A new launch date of December 5th for the USSF‘s STP-3 mission has had to be set by United Launch Alliance, due to inclement weather that occurred during the launch vehicle processing.
A United Launch Alliance (ULA) Atlas V 551 rocket had expected to launch the Space Test Program-3 (STP-3) mission for the U.S. Space Force’s (USSF) Space Systems Command (SSC) on November 9, 2021. That launch is now postponed due to a space vehicle processing issue. The new scheduled launch date is December 4, 2021.
STP-3 is a co-manifested mission that matures technology and reduces future space program risk for the Department of the Air Force and the U.S. Space Force by advancing warfighting capabilities in the areas of nuclear detonation detection, space domain awareness (SDA), weather, and communication.
Both spacecraft will be delivered to geosynchronous orbit. Liftoff will occur from Space Launch Complex-41 at Cape Canaveral Space Force Station, Florida.
The primary spacecraft is STP Satellite (STPSat)-6 and the rideshare spacecraft is the Long Duration Propulsive Evolved Expendable Launch Vehicle (EELV) Secondary Payload Adapter (ESPA) (LDPE) – 1. STPSat-6 is a multipurpose spacecraft carrying nine payloads and experiments. Both spacecraft were built by Northrop Grumman. The instrument suite includes the Space Atmospheric Burst Recording System-3 (SABRS-3), an operational mission from the National Nuclear Security Administration, NASA’s Laser Communication Relay Demonstration (LCRD) payload to test technologies for the next generation of data relay satellites, and seven Defense Department Space Experiments Review Board space weather and situational awareness payloads.
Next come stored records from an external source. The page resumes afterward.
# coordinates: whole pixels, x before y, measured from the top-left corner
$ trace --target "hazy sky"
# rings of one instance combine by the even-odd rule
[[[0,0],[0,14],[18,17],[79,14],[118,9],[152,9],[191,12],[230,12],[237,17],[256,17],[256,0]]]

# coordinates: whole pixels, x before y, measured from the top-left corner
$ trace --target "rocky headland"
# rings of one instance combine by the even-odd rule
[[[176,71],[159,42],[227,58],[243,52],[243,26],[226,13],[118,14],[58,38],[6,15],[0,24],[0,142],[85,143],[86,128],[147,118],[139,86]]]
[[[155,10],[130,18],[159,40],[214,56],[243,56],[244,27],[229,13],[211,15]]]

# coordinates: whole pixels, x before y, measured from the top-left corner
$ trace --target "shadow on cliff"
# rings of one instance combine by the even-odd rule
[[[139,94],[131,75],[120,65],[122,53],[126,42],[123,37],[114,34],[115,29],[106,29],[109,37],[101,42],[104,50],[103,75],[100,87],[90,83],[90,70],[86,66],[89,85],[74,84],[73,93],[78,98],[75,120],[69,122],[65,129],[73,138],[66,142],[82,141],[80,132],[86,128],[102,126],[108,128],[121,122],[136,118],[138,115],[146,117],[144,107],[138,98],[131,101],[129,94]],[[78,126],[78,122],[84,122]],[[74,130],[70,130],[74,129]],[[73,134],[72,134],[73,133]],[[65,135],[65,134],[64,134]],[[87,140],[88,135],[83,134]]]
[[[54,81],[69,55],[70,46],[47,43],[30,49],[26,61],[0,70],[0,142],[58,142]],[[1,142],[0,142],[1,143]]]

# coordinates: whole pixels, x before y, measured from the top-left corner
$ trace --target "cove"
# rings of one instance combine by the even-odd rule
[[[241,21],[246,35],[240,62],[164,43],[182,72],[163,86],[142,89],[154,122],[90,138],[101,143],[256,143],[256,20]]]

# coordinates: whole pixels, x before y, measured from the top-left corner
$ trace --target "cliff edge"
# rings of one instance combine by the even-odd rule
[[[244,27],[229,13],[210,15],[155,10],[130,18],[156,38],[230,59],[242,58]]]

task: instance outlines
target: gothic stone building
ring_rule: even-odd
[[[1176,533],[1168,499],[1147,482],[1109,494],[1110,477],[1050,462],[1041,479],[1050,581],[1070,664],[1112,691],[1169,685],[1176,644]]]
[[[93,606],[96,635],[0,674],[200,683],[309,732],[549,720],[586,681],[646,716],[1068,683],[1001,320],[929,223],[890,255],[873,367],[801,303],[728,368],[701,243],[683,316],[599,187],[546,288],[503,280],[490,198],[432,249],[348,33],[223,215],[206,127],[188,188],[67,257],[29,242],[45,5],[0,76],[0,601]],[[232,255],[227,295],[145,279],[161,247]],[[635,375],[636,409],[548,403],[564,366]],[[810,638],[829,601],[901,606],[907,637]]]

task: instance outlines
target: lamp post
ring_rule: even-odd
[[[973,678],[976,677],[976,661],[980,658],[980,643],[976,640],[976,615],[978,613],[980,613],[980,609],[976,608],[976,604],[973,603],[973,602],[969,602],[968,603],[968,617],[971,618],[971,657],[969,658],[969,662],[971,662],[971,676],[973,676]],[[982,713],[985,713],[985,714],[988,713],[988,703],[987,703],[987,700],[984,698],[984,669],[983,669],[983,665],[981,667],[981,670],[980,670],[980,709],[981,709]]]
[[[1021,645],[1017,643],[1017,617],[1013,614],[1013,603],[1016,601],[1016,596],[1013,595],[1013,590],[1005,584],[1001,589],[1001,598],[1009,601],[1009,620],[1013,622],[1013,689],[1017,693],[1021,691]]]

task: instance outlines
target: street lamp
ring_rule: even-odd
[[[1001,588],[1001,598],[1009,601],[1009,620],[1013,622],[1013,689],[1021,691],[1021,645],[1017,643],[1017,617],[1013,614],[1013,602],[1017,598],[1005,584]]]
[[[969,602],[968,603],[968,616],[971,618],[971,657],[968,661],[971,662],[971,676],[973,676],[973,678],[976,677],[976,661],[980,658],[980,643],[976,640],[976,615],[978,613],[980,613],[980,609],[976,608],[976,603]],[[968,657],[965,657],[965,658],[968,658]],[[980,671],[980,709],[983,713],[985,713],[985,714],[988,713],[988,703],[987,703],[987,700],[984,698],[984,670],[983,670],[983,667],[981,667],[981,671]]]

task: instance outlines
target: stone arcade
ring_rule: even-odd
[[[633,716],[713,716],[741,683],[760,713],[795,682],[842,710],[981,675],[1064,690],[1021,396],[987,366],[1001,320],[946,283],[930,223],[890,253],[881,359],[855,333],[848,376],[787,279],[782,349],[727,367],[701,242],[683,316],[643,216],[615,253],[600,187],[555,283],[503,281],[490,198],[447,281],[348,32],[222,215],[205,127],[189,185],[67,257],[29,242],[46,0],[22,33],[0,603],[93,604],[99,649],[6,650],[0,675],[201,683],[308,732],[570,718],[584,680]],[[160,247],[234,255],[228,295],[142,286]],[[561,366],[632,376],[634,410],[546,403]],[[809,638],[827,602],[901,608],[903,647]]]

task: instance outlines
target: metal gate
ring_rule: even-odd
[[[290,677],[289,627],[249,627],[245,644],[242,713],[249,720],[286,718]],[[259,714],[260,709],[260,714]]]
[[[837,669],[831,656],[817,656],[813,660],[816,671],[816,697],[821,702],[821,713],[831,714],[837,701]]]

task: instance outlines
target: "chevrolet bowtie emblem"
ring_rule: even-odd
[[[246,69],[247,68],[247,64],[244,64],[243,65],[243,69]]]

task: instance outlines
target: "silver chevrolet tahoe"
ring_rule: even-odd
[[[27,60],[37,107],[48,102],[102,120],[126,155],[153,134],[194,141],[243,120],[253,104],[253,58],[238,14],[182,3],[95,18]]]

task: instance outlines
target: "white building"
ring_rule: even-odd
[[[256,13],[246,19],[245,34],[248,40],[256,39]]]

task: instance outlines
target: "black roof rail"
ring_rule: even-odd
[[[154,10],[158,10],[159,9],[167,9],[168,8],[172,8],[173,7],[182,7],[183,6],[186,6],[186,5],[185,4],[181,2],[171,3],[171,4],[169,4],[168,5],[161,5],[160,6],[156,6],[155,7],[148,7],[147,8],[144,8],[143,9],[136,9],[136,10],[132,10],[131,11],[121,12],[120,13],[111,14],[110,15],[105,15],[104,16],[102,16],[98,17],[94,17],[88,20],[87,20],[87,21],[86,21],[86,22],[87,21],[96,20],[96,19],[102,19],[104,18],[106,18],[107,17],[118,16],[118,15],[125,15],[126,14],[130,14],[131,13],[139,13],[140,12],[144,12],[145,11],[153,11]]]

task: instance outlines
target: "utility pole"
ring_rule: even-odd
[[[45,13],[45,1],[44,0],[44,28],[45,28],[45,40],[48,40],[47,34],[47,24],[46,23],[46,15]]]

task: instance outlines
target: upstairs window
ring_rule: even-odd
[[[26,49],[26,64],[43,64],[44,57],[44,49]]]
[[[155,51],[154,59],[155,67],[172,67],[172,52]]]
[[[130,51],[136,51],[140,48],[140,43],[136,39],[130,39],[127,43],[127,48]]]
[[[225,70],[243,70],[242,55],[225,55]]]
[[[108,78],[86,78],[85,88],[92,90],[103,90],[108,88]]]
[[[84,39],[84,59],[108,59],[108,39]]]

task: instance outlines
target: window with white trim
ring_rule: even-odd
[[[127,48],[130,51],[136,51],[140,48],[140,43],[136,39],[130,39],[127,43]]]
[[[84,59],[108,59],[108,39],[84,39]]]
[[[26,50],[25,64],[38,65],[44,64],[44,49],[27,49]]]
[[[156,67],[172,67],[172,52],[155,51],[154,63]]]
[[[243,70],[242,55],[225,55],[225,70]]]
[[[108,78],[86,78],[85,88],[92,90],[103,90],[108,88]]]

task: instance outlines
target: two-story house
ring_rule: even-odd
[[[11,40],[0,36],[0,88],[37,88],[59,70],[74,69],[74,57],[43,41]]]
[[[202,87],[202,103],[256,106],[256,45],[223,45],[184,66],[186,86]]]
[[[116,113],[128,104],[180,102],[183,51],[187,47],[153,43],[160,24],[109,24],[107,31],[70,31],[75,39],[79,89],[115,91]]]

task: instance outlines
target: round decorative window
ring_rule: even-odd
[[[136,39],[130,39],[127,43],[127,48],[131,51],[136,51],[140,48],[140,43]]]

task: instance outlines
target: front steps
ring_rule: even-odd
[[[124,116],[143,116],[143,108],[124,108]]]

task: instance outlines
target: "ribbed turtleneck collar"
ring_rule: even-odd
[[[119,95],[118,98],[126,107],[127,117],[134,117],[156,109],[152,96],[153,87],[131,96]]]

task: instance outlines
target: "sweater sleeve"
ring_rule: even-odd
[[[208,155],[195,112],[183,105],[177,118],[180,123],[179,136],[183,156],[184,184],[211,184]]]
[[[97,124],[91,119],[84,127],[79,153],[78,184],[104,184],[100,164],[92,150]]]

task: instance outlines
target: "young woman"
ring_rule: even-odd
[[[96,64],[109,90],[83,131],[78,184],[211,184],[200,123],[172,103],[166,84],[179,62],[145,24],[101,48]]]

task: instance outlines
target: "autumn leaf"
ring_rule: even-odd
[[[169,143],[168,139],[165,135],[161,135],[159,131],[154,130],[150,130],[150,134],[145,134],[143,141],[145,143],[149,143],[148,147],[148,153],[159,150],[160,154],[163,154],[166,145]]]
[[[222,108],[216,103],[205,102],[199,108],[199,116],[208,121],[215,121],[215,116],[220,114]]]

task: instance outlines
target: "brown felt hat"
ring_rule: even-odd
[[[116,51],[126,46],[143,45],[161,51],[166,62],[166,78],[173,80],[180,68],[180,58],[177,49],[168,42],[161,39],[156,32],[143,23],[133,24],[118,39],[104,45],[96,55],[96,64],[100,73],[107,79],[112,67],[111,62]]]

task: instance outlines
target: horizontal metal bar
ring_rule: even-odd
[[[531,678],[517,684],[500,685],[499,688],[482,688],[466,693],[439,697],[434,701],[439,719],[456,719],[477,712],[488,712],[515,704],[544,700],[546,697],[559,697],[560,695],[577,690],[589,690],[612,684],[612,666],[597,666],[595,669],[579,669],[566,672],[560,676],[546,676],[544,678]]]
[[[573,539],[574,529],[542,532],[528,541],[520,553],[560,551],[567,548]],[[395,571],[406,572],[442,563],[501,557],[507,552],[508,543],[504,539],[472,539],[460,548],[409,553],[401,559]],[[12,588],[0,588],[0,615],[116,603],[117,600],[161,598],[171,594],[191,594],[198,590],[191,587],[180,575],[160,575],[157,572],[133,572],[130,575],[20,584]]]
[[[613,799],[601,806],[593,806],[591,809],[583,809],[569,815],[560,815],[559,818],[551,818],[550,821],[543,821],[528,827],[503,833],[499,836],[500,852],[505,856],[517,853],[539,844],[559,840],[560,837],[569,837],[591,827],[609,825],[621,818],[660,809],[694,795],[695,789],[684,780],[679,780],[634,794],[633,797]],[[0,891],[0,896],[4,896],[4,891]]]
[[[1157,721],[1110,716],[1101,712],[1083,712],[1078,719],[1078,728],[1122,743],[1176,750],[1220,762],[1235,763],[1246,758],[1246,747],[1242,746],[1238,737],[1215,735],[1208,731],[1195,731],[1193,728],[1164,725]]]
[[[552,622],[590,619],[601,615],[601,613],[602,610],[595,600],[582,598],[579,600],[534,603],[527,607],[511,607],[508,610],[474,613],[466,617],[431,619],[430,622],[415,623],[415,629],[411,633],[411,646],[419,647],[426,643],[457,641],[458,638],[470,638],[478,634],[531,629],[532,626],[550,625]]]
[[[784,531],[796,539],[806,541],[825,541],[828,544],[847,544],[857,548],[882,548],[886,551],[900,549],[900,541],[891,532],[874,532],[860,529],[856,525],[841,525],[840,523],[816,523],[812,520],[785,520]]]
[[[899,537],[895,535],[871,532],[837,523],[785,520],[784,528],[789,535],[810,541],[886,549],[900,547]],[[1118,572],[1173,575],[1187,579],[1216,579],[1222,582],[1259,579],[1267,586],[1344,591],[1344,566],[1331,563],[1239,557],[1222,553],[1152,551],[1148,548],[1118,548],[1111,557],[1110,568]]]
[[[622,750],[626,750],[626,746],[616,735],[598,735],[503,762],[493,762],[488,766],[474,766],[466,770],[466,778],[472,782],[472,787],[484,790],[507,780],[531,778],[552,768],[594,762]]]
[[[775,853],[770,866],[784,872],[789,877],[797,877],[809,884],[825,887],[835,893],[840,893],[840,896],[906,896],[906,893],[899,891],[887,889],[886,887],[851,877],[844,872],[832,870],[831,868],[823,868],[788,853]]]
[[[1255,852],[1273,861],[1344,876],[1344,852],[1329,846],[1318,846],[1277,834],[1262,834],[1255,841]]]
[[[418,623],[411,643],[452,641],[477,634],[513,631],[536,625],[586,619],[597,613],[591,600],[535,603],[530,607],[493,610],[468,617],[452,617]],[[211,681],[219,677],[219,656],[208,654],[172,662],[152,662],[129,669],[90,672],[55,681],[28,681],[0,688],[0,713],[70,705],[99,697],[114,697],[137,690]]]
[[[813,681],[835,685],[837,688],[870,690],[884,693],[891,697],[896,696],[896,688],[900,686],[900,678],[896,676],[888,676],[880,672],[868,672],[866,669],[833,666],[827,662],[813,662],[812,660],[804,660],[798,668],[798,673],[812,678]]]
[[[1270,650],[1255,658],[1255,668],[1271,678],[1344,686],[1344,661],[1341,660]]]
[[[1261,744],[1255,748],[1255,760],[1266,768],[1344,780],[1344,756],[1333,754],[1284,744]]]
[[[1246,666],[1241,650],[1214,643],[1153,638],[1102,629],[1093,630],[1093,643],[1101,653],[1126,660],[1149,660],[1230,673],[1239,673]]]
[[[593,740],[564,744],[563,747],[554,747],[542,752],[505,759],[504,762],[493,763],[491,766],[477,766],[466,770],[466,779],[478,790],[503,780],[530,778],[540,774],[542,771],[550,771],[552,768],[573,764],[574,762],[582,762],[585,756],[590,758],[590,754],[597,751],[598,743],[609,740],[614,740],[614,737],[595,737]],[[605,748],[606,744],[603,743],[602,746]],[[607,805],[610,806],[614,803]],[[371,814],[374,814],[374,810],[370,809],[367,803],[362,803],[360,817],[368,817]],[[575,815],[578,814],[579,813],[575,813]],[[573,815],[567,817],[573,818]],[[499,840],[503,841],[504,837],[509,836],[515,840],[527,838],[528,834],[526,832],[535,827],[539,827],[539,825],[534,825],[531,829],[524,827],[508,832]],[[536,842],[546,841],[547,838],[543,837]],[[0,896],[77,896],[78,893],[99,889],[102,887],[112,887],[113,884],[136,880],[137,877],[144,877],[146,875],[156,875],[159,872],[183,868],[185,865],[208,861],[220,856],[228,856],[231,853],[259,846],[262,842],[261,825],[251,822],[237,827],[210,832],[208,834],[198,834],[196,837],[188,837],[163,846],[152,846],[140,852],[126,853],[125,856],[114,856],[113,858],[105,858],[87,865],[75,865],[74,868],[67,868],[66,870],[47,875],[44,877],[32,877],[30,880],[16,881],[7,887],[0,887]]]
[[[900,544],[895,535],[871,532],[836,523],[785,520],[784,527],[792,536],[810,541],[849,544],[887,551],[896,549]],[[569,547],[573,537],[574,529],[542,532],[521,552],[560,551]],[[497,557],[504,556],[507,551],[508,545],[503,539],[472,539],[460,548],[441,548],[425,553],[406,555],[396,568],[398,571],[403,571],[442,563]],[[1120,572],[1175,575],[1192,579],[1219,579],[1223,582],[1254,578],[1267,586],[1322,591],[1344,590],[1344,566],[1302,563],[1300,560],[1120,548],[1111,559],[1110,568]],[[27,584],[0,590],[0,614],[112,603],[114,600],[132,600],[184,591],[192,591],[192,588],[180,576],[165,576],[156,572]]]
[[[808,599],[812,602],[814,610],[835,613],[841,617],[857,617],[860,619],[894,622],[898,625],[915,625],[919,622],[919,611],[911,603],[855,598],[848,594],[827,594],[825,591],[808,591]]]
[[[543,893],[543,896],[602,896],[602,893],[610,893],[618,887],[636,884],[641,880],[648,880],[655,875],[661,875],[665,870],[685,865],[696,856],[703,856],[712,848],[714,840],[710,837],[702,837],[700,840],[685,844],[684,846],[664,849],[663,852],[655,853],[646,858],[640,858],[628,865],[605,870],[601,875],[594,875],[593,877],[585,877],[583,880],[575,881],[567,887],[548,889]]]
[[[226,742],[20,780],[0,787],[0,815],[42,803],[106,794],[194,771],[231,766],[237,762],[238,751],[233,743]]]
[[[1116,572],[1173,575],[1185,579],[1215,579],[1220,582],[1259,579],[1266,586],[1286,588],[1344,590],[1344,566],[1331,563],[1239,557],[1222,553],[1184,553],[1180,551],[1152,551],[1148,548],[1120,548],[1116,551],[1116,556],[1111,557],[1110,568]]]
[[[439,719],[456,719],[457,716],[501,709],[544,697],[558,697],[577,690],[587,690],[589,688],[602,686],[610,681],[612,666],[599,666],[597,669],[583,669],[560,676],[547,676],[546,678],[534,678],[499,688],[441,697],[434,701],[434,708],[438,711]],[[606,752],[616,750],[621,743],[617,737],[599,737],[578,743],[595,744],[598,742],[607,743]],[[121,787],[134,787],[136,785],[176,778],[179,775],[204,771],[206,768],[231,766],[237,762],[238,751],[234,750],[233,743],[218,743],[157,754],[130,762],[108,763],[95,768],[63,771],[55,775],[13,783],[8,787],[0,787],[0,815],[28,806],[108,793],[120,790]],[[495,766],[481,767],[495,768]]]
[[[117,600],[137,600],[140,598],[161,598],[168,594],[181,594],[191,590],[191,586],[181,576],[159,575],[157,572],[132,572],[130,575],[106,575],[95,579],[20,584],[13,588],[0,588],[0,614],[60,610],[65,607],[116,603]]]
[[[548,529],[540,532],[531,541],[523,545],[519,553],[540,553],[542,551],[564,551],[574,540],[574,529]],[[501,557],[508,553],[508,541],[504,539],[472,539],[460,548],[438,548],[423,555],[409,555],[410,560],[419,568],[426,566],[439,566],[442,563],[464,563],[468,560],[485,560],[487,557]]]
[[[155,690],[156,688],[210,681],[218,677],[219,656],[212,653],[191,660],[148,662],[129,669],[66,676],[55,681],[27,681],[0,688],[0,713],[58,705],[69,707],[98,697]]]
The STP-3 mission debuts three engineering features designed to reduce risk and accumulate flight experience before use on the Vulcan Centaur, these include Out-of-Autoclave (OoA) payload fairings, an in-flight power system and GPS enhanced navigation.
The OoA payload fairing was developed with a new manufacturing method, an alternative process to cure carbon fiber composites, which allows for a more efficient production process, lower cost and lower system mass while maintaining the same level of reliability and quality.
The Atlas V is also equipped with a new In-Flight Power System (IFPS). This system supplies power to the satellites’ batteries during the rocket’s long duration ascent, a mission more than seven hours. The IFPS will ensure the spacecraft have fully charged batteries when deployed into geosynchronous orbit.
GPS Enhanced Navigation is an additional first flight item that uses existing flight computer hardware to provide GPS signals that improve the Centaur‘s navigation system performance, allowing the Centaur to achieve even more accurate orbits.
Launch Vehicle
The spacecraft is encapsulated in a 17.7-ft (5 m) diameter short payload fairing. The 5 m PLF is a sandwich composite structure made with a vented aluminum-honeycomb core and graphite- epoxy face sheets. The bisector (two-piece shell) PLF encapsulates both the Centaur and the satellite. The vehicle’s height with the 5 m short PLF is approximately 196 ft (59.7 m).
The Centaur second stage is 10 ft (3 m) in diameter and 41.5 ft (12.6 m) in length. Its propellant tanks are pressure-stabilized and constructed of corrosion-resistant stainless steel. Centaur is a cryogenic vehicle, fueled with liquid hydrogen and liquid oxygen, powered by an RL10C-1 engine producing 22,900 lb (101.9 kilo-Newtons) of thrust. The cryogenic tanks are insulated with a combination of helium-purged blankets, radiation shields and spray-on foam insulation (SOFI). The Centaur forward adapter (CFA) provides structural mountings for the fault-tolerant avionics system and structural and electrical interfaces with the spacecraft. Booster
The booster is 12.5 ft (3.8 m) in diameter and 106.5 ft (32.5 m) in length. The booster’s tanks are structurally rigid and constructed of isogrid aluminum barrels, spun-formed aluminum domes and intertank skirts. Booster propulsion is provided by the RD-180 engine system (a single engine with two thrust chambers).
The RD-180 burns RP-1 (Rocket Propellant-1 or highly purified kerosene) and liquid oxygen and delivers 860,200 lb (3.83 mega-Newtons) of thrust at sea level. Five solid rocket boosters (SRBs) generate the additional power required at liftoff, providing 371,550 lb (1.6 mega-Newtons) of thrust. The Centaur avionics system, provides guidance, flight control and vehicle sequencing functions during the booster and Centaur phases of flight.